The Roman republic gave way to Caesars. Mussolini, Peron, and Hitler—all elected; their end in office came not from elections (which they cancelled or rigged) but from devastating wars or coups. American democracy, while well-founded, is not an unbreakable structure. It will perish if strong men and women do not stand up for it. As Lincoln said, “We shall nobly save, or meanly lose, the last best hope of earth.”
And now more than ever, American democracy’s success is the last best hope of earth. Our global military and economic power echoes far beyond our borders, upholding democracy across the planet, our nation the best succor on earth for people who believe in freedom of worship, assembly, expression, and representative democracy. When I was in Montenegro a few weeks ago, a local woman shared with great pride how she and others were excited to be accepted into the EU in the next 1-2 years and into NATO in the next 2-3 years. She stated it as a fait accompli, undeterred by the Brexit or Trump’s threats to abandon NATO. I admire her optimism, but she and others longing for a life blessed with both security and freedom (and not one or the other) may soon be thwarted by the reality that the citizens of the democracies that for decades have championed a well-defended liberty now so take for granted their blessings of peace and prosperity that they are willing to deny that same benefit to the world’s smaller peace- and prosperity-seeking peoples and abandon them as easy prey to expansionist dictatorial empires.
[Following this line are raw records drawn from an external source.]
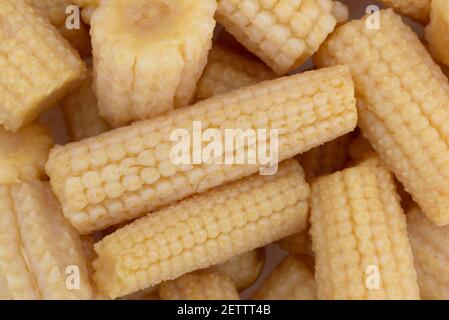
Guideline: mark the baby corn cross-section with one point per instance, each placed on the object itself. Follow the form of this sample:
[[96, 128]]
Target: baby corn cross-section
[[125, 173], [359, 237], [402, 99], [203, 230]]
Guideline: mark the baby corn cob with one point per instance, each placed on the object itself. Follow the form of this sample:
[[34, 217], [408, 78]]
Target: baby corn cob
[[283, 33], [437, 31], [203, 230], [430, 251], [149, 55], [81, 112], [39, 249], [128, 172], [359, 237], [418, 10], [243, 269], [37, 65], [199, 285], [402, 96], [228, 69], [291, 280], [23, 154]]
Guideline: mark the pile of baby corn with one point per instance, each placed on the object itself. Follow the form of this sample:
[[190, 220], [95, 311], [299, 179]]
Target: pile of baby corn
[[359, 203]]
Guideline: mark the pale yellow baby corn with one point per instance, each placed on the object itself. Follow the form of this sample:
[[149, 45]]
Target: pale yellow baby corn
[[23, 154], [243, 269], [291, 280], [283, 33], [359, 237], [81, 112], [199, 285], [203, 230], [229, 69], [431, 254], [402, 97], [418, 10], [148, 55], [41, 256], [127, 172], [437, 32]]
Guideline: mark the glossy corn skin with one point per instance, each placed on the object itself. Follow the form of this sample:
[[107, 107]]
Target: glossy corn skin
[[291, 280], [80, 109], [204, 230], [38, 245], [228, 69], [429, 245], [284, 34], [23, 154], [437, 31], [418, 10], [404, 120], [127, 172], [359, 235], [199, 285]]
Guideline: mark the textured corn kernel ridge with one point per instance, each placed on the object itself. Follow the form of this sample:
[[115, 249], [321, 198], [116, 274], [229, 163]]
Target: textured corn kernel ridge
[[199, 285], [38, 65], [228, 69], [148, 55], [402, 96], [202, 231], [243, 269], [431, 255], [359, 232], [40, 249], [81, 112], [418, 10], [283, 33], [23, 154], [327, 158], [55, 11], [291, 280], [127, 172], [437, 31]]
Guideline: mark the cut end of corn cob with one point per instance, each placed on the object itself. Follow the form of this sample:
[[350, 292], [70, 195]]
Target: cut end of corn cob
[[359, 237], [203, 230], [404, 120], [23, 154], [149, 55], [291, 280], [38, 66], [41, 256], [284, 34], [125, 173], [199, 285]]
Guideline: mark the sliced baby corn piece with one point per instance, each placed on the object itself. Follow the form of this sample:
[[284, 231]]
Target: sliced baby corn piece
[[437, 31], [149, 55], [41, 254], [359, 237], [401, 96], [38, 66], [59, 12], [243, 269], [431, 255], [284, 33], [81, 112], [203, 230], [228, 69], [125, 173], [291, 280], [199, 285], [23, 154], [418, 10]]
No American who loves the ideals this country stands for at home and abroad, who thinks the shot heard round the world in Concord unleashed a monumental advance in human freedom, who understands that immigrants have made this country ever stronger and that tolerance of minorities has always made this country better, who is inspired by the humility and strength of character of our best Presidents, who is grateful for the brave men and women who fought, lived, and died for liberty from Lexington to Fredericksburg from Okinawa to the Berlin Air Lift, from Mogadishu to Flight 93—no one who loves all these things for can vote for a man who is a menace to them.
Vote for yourself, your best friend, a 3rd party candidate, anyone you believe seeks to serve America and all it stands for. But Donald Trump deserves a crushing electoral rejection, the thunderous message that only a person committed to our country’s ideals is fit to govern it.